The block that stretches from California Street to Hewitt is expected to open at the end of January, project manager Hood said.

The city says the project has run into unexpected problems. Though crews explored the ground through pot-holing to determine conditions, once it was excavated more fully they found an old wooden water line, voids, oil tanks and other problems that required more work and fill than expected.

“That is a 100-year-old roadway.
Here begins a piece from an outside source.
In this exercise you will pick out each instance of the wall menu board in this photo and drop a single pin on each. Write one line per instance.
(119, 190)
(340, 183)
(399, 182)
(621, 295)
Each of those presented a challenge,” Hood said.

“The unsuitable soils alone required a week dedicated to excavation and fill time,” Baxter wrote in an email. “It is not possible to know exactly what is there until you start tearing it up.”

Construction workers rebuild the northeast corner of Hewitt and Rucker avenues on Thursday in Everett. (Olivia Vanni / The Herald)

Construction workers rebuild the northeast corner of Hewitt and Rucker avenues on Thursday in Everett. (Olivia Vanni / The Herald)

In the interim, the city made sidewalk signs to direct people to some of the businesses, including AAMCO and Prestige Espresso.

AAMCO owner Kim has been trying to route customers through an alley behind the business because the shop’s main entrance fronts Rucker, which is closed.

But the detour has been a challenge.

“I’ve had customers call multiple times to tell me they just can’t find us,” Kim said.

The winter months — November, December and January — are already the slowest months of the year, Kim said. “It’s never busy for auto repair,” he said. “When we see a drop in volume, in terms of car counts coming in, it just kills us.”

Commuters can expect more intermittent lane closures during the project, set to conclude in May. Baxter said pedestrian access to businesses should be available during construction.